しかし、その時すぐ隣で百獣の王の雄叫びかと思うほどの声があがった。
「瞳!? 目が覚めたのね!!」
私が目を覚ましたことがよほど嬉しかったのか、母が大粒の涙を流しながら抱きついてきた。
「お母……さん?」
私は寝起きであまり頭が働いていなかったため母の大声にあまり驚くことなく、すんなりと何の障害もなく母の涙に困惑することになった。

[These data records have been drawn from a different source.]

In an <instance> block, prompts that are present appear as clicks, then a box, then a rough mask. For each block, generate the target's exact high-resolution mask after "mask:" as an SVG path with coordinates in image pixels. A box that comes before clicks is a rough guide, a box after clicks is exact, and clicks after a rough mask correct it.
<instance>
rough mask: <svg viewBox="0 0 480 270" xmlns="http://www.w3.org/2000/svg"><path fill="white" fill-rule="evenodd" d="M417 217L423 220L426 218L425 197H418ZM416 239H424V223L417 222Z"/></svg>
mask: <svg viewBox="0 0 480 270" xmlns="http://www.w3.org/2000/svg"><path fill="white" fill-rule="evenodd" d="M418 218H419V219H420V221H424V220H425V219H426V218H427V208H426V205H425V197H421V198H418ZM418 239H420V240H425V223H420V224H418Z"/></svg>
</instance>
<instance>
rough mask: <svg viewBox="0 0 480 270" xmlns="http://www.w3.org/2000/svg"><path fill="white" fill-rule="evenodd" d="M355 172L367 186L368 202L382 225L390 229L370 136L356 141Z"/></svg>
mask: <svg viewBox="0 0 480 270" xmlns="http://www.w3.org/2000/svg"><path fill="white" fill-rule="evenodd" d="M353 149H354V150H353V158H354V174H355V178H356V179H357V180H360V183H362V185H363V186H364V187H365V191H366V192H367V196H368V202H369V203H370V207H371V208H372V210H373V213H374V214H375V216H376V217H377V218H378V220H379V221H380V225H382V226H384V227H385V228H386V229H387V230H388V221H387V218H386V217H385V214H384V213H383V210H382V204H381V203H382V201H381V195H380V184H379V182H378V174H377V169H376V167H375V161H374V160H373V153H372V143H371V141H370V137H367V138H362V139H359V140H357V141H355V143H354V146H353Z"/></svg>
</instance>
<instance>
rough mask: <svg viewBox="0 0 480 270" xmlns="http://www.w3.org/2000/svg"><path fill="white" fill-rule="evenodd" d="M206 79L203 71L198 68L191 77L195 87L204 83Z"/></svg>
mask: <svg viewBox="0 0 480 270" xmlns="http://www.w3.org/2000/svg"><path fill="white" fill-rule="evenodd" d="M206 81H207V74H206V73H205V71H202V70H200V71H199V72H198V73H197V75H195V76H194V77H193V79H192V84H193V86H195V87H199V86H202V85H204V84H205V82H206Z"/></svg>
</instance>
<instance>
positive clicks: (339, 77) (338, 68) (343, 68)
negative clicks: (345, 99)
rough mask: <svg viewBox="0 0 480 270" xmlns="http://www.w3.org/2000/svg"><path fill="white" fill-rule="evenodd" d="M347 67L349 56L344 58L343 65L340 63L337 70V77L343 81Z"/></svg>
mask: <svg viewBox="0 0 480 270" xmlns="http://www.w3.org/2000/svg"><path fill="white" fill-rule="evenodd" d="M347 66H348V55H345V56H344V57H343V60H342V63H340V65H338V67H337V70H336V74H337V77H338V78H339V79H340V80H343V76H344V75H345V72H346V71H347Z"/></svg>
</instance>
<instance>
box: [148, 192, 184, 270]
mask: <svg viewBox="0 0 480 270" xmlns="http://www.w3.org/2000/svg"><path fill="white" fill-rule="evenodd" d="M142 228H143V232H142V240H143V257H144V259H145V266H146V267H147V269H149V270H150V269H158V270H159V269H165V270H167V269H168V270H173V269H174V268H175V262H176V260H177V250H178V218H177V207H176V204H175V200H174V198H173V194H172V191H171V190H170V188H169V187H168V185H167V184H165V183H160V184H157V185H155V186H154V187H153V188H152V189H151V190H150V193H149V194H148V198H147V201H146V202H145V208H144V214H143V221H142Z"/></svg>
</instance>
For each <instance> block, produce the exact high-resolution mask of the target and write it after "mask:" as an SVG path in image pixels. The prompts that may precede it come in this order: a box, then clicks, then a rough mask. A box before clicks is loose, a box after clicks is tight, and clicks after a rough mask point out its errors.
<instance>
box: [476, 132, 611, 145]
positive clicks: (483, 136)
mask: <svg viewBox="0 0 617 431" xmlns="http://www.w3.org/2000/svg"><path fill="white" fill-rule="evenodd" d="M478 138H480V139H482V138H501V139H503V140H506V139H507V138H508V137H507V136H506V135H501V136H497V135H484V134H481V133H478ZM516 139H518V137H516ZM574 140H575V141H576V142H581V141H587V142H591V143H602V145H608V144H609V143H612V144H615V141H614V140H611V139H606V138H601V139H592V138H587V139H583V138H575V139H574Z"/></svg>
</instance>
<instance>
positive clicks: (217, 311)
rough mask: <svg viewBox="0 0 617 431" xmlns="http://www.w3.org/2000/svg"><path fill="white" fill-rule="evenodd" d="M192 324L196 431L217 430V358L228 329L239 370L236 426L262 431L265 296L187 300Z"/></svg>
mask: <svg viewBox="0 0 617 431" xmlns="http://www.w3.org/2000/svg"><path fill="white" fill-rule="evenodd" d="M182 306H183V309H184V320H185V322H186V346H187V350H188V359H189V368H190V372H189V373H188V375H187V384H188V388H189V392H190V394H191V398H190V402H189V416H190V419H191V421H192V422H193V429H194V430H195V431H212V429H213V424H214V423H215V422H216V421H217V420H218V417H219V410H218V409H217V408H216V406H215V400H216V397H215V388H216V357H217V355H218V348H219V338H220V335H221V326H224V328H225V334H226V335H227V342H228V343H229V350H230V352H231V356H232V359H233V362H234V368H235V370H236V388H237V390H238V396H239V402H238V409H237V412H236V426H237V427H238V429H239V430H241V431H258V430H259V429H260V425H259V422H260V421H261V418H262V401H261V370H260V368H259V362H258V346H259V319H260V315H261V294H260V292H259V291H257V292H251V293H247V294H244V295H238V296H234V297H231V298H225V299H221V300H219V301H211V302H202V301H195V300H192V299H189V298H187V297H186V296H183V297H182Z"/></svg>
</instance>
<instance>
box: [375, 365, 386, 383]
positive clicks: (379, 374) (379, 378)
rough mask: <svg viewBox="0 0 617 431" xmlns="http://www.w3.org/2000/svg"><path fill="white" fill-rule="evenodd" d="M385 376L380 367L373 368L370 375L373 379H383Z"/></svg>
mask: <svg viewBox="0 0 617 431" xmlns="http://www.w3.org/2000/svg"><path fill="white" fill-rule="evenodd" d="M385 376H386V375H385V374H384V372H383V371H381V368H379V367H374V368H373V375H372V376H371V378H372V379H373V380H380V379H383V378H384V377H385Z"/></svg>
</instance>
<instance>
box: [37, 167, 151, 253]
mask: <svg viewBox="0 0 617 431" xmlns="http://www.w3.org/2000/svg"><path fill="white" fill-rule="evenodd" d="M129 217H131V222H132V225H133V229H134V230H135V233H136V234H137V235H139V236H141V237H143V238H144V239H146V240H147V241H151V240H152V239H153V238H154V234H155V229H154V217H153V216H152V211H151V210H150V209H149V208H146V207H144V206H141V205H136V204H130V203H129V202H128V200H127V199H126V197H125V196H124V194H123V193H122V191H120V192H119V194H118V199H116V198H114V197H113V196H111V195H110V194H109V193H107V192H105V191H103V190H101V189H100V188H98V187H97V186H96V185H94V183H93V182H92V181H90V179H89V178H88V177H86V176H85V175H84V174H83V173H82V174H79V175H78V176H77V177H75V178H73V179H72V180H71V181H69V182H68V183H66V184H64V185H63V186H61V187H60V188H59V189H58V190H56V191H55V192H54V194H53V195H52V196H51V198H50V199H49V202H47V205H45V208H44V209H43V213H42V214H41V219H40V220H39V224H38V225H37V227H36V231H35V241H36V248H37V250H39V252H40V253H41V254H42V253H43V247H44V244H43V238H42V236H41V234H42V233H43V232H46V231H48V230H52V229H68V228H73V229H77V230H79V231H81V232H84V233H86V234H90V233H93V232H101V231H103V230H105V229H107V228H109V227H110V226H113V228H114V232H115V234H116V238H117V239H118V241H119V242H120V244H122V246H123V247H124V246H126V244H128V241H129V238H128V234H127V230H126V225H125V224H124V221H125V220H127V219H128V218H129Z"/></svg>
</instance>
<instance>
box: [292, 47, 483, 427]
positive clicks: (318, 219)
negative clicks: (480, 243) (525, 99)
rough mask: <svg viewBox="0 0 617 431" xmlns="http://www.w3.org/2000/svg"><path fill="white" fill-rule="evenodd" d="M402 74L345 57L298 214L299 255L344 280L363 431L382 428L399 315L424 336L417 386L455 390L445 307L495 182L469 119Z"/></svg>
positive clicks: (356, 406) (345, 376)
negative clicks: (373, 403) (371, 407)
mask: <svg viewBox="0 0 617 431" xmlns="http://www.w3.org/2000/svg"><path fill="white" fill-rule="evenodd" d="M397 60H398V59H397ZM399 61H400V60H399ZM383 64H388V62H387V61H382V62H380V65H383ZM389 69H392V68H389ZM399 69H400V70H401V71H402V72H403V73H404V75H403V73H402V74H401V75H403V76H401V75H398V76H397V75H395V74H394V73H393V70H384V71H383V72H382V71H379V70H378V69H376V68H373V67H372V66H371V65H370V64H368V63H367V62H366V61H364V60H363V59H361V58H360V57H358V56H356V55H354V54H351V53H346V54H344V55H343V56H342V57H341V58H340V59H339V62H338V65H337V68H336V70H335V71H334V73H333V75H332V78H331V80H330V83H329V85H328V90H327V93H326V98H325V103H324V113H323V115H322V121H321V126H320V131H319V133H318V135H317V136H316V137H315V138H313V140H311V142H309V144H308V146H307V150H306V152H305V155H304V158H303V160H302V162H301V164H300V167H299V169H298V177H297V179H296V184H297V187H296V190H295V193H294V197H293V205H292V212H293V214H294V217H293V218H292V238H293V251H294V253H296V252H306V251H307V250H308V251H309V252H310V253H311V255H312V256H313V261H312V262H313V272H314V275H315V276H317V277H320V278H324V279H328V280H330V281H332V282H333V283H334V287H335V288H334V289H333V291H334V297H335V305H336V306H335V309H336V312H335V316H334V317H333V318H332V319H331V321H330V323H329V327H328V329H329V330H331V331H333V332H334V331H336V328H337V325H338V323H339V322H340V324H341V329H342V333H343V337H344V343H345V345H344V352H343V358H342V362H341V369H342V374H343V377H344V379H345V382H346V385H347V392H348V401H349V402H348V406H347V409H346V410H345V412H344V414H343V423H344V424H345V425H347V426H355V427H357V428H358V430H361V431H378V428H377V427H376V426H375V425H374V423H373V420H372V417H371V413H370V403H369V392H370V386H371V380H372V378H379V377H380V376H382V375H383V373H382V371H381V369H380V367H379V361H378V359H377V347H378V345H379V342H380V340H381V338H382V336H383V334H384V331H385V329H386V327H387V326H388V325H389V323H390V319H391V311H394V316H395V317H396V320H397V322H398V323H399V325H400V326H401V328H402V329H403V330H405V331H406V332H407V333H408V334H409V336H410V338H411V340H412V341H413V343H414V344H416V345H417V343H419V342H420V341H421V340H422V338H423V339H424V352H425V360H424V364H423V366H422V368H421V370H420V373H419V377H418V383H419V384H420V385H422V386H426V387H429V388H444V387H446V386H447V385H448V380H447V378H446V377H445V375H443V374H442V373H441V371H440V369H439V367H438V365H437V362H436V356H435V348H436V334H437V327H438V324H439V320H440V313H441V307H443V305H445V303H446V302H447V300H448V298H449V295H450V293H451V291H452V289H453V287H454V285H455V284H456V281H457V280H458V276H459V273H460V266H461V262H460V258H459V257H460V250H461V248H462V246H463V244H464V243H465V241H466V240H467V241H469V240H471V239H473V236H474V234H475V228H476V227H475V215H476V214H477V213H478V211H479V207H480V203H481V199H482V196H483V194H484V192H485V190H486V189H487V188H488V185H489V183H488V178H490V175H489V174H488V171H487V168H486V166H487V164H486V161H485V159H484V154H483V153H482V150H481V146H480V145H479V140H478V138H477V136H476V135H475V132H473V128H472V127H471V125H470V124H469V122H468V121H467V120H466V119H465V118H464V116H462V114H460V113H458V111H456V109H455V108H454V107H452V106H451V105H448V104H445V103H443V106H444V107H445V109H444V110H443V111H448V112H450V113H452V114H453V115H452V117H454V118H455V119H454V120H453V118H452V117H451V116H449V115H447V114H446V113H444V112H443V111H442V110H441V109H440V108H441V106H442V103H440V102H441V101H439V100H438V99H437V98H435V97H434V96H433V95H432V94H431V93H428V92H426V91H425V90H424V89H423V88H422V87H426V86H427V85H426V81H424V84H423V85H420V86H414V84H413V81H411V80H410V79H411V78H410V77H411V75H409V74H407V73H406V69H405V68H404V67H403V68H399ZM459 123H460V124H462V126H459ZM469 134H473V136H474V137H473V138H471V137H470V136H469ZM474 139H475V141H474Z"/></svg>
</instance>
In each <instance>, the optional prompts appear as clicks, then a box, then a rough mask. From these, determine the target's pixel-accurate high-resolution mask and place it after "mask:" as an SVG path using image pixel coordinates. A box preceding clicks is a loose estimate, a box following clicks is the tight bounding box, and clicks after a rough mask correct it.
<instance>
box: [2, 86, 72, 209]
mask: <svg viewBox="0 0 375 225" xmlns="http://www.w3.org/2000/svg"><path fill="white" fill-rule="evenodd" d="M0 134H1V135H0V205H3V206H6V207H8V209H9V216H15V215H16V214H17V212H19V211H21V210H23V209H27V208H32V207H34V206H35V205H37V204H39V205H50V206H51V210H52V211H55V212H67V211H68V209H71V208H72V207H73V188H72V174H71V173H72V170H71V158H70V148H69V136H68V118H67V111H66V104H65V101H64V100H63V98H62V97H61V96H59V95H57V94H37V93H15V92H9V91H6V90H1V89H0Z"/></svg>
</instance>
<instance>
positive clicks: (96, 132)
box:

「よかった!! 本当によかったわ!! 目を覚まさなかったらどうしようって……!!」
私が困惑している間にも母の涙と大声は嵐の如く止むことを知らずに勢いを増すばかりだ。
ところが、母の嵐は私の呟いた一言によって勢いを徐々に失っていった。
「私……なんで病院に……?」
「ちょっと瞳……覚えてないの?」
母がぐずぐずと鼻を鳴らしながらも泣くのを止めいぶかしげに聞いてきた。
「少しだけ……」
私はそれだけ言うと後は黙って母の言葉を待った。
最初のコメントを投稿しよう!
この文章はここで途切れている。